Photograph: Joël Manser / Unsplash
The moment things shifted
In 2016, Samer Jabr made the decision to leave Lebanon and move to the United Arab Emirates to begin his professional career. He joined PwC Middle East as an Assurance Graduate, stepping into a role that represented the conventional starting point for many professionals in the firm's audit and assurance practice. For two years, he worked within this function, building foundational experience and understanding how the organization operated.
Then, in 2018, an opportunity emerged that would redirect his career in an unexpected direction. Jabr transitioned from the Assurance team to the Learning and Development function at PwC Middle East. The shift was significant—moving from client-facing audit work to an internal-facing role focused on designing and delivering employee development programmes. Rather than resisting this change, Jabr embraced it, recognizing it as a chance to grow in a different capacity within the same organization.
What they tried
Once embedded in the Learning and Development team, Jabr took on increasing responsibility. He eventually became the Tax and Legal Services L&D Lead, a position that gave him ownership over the development strategy for a specific service line within the firm. This role required him to understand not just training mechanics, but the particular needs of professionals working in tax and legal services—their skill gaps, their career aspirations, and the evolving demands of their practice areas.
The scope of his work expanded when he took the lead in organizing the LEAP programme, a two-day training event designed for Senior Associates in Abu Dhabi. The scale of the undertaking was substantial: the programme needed to accommodate 270 participants. Coordinating an event of this size required attention to logistics, content design, facilitation, and the overall participant experience. It represented a test of his ability to execute a major learning initiative while managing the complexities that come with bringing together a large cohort of professionals.
What worked, what didn't
The LEAP programme achieved a 99% satisfaction rate among participants, positioning it as one of the best-rated events at PwC Middle East during that period. This outcome was not incidental—it reflected deliberate choices about how the programme was structured, delivered, and evaluated. The high satisfaction rate suggested that Jabr and his team had succeeded in creating an experience that resonated with Senior Associates, meeting their expectations and delivering tangible value.
"No matter what career stage I was at, I received the same structured development opportunities that made me feel at home straight away." — Samer Jabr
The success of LEAP demonstrated something broader about Jabr's effectiveness in his new role. His background in assurance had given him discipline and attention to detail. His willingness to transition into L&D had positioned him to apply those skills in a different context. The programme's reception validated that the shift from assurance to learning and development, while unexpected, had been the right move for both Jabr and the organization.
What they'd tell someone else
Jabr's experience across a decade at PwC Middle East—from his arrival in 2016 through to the present—illustrates what happens when someone remains open to career paths that diverge from their initial trajectory. He did not stay confined to the role he was hired to fill. Instead, he recognized that growth sometimes requires moving sideways, taking on unfamiliar responsibilities, and building expertise in areas that were not part of the original plan.

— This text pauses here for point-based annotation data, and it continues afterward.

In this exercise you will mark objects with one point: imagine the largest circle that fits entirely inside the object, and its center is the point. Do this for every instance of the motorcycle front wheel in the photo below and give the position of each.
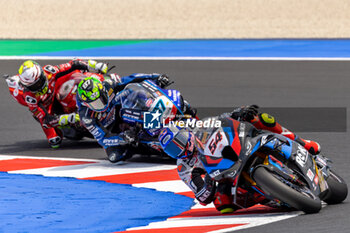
(337, 189)
(279, 190)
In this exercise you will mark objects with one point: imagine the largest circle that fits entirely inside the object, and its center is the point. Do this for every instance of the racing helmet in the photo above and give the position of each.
(93, 94)
(177, 142)
(33, 78)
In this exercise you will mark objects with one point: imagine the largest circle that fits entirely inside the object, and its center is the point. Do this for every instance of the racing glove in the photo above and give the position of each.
(245, 113)
(66, 119)
(97, 67)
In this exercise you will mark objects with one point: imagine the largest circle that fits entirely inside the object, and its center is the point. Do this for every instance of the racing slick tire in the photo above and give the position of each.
(337, 189)
(275, 188)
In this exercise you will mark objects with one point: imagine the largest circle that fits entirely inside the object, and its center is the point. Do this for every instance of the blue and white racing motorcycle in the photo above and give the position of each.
(146, 108)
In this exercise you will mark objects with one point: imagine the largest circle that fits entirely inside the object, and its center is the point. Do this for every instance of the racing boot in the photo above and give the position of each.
(223, 199)
(54, 137)
(267, 122)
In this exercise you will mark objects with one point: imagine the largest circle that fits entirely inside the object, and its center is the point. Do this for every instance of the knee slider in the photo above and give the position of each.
(267, 120)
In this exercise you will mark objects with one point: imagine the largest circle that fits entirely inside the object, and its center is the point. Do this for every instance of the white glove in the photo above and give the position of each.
(66, 119)
(97, 67)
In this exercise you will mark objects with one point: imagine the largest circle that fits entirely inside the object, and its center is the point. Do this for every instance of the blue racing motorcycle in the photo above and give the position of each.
(146, 108)
(267, 167)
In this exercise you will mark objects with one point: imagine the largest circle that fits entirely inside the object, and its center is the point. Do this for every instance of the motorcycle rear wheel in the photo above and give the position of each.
(275, 188)
(337, 189)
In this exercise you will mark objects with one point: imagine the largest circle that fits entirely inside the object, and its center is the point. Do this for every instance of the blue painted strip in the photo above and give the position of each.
(219, 48)
(31, 203)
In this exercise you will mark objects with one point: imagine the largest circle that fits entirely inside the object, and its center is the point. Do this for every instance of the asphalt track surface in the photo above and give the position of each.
(217, 84)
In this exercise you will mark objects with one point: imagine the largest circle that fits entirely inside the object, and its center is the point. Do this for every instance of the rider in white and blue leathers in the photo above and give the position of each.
(99, 102)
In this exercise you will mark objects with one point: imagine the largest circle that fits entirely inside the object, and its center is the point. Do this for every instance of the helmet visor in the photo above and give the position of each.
(100, 104)
(40, 85)
(177, 146)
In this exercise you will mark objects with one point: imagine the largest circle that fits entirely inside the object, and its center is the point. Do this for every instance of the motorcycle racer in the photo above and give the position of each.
(181, 147)
(35, 89)
(99, 102)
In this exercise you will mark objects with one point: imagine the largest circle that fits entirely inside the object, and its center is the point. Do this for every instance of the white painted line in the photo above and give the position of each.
(175, 186)
(179, 58)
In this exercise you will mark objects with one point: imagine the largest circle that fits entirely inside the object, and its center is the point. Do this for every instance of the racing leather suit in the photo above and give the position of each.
(107, 127)
(41, 106)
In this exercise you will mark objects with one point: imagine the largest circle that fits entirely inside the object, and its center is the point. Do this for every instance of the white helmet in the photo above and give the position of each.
(32, 76)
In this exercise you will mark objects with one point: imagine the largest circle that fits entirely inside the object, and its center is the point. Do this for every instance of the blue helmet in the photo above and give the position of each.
(177, 142)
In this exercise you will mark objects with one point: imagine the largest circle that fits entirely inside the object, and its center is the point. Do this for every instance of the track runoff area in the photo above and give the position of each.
(90, 195)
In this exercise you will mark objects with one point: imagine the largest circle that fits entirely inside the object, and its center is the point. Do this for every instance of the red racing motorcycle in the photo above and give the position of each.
(64, 101)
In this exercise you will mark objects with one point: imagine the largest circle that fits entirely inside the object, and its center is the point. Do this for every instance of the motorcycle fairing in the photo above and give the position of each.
(293, 152)
(131, 116)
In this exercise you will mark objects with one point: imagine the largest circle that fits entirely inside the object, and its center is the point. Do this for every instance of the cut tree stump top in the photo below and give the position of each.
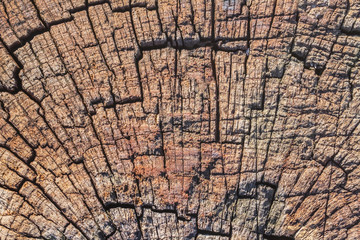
(180, 119)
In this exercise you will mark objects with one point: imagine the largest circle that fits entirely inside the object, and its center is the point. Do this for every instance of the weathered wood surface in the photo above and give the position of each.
(165, 119)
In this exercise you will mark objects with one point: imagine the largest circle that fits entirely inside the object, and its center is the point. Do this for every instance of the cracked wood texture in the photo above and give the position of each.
(179, 119)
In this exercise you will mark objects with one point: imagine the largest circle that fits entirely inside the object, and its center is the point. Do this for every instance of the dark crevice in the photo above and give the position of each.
(275, 237)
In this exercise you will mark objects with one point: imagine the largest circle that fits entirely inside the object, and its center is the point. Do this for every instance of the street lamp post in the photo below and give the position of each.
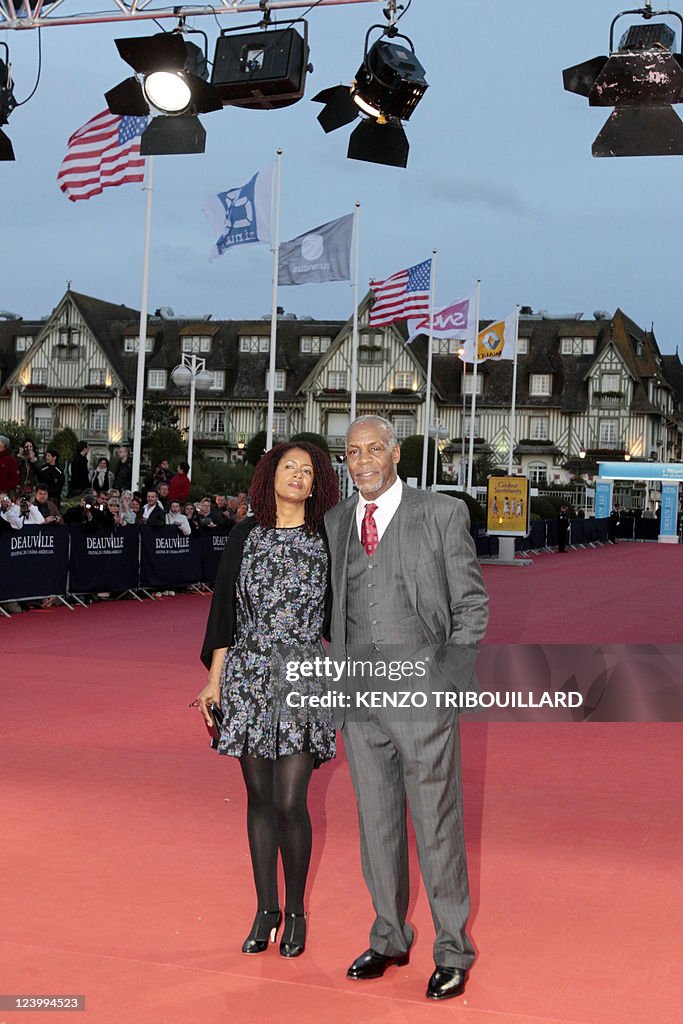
(438, 432)
(191, 371)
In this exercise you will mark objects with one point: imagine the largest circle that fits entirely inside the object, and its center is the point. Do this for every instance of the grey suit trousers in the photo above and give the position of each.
(391, 760)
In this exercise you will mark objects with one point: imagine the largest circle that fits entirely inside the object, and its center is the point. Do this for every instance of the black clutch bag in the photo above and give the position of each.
(217, 716)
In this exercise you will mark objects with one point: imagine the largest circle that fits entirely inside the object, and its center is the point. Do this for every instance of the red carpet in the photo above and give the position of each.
(125, 867)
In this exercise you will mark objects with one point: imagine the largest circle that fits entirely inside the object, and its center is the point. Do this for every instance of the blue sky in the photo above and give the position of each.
(500, 181)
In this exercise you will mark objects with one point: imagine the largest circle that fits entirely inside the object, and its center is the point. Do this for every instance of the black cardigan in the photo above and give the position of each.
(221, 624)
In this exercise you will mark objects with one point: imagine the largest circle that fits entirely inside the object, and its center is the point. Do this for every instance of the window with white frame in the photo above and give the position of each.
(468, 384)
(281, 379)
(471, 429)
(446, 346)
(404, 380)
(403, 426)
(254, 343)
(196, 343)
(133, 344)
(337, 380)
(539, 384)
(314, 343)
(608, 433)
(98, 419)
(214, 421)
(371, 355)
(42, 419)
(156, 380)
(610, 382)
(539, 426)
(538, 474)
(280, 423)
(577, 346)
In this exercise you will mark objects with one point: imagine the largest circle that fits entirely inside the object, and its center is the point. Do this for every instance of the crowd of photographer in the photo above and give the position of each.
(31, 494)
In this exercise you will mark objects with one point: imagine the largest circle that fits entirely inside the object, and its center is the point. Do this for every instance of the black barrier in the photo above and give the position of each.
(34, 562)
(168, 559)
(213, 543)
(103, 559)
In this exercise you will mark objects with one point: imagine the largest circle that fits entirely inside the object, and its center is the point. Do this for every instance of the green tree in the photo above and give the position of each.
(158, 414)
(411, 460)
(165, 442)
(255, 448)
(312, 438)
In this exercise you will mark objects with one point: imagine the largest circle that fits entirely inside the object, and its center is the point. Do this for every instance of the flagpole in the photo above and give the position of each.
(463, 463)
(142, 332)
(354, 336)
(273, 312)
(513, 409)
(425, 441)
(473, 403)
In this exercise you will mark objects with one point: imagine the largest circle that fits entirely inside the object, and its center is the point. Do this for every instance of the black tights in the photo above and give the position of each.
(278, 819)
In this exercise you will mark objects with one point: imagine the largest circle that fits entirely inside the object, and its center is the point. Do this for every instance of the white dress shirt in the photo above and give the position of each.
(387, 505)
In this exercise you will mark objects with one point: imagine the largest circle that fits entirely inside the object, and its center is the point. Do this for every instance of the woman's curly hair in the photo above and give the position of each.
(324, 496)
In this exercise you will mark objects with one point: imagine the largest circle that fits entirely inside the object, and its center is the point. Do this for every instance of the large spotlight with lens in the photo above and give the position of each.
(388, 86)
(262, 70)
(7, 104)
(641, 79)
(170, 80)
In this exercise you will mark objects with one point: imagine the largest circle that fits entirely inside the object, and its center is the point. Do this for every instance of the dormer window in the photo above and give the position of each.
(540, 385)
(196, 343)
(255, 343)
(281, 379)
(132, 344)
(314, 343)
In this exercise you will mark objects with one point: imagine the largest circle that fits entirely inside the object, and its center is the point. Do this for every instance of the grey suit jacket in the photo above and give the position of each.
(442, 574)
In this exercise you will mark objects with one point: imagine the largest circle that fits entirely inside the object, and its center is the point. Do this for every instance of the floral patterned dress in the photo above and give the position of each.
(280, 610)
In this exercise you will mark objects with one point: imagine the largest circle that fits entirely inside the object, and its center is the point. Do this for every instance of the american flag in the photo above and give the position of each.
(401, 296)
(104, 152)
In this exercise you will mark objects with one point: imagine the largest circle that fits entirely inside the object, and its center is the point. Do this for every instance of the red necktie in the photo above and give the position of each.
(369, 536)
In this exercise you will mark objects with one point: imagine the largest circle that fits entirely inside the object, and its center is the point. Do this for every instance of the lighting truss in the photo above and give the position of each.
(46, 13)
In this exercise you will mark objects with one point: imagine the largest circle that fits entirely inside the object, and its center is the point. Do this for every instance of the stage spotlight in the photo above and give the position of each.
(388, 86)
(7, 104)
(171, 79)
(641, 79)
(262, 70)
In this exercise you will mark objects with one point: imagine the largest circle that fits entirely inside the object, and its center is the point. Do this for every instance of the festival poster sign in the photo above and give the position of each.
(507, 506)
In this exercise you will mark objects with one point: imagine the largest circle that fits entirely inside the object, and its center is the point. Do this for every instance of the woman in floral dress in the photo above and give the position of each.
(269, 607)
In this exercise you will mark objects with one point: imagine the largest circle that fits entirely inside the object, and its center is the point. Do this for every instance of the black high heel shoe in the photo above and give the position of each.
(265, 927)
(293, 941)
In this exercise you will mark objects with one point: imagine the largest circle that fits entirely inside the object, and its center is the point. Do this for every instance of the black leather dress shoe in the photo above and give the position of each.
(373, 965)
(446, 982)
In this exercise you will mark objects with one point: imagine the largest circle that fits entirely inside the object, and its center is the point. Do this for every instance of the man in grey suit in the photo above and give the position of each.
(406, 579)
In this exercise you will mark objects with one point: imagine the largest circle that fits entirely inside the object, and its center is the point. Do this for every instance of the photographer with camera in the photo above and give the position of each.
(27, 458)
(19, 512)
(51, 476)
(9, 470)
(47, 509)
(89, 512)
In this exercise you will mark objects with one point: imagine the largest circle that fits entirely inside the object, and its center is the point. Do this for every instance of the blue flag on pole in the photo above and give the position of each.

The transition from Assurance to Learning and Development was not a lateral move in the traditional sense. It was a genuine shift in function, in daily responsibilities, and in the nature of impact. Yet Jabr's ability to adapt—to learn the principles of instructional design, programme management, and organizational development—suggests that the skills required to succeed in one area often transfer to another, provided the person is willing to invest in understanding the new landscape.
For someone considering a similar shift, Jabr's path offers a concrete example: change does not require leaving the organization. Sometimes it means looking within, identifying where your capabilities might create value in a different way, and having the confidence to pursue it. The LEAP programme's 99% satisfaction rate was not the outcome of someone reluctantly filling a new role. It was the result of someone who embraced an unexpected opportunity and committed to executing it well.
- Moved from Lebanon to the UAE in 2016 to join PwC Middle East as an Assurance Graduate.
- Transitioned to the Learning and Development team in 2018.
- Became the Tax and Legal Services L&D Lead at PwC Middle East.
- Organized the LEAP program, a two-day training event for 270 Senior Associates in Abu Dhabi.
- The LEAP program achieved a 99% satisfaction rate, one of the best-rated events at that time.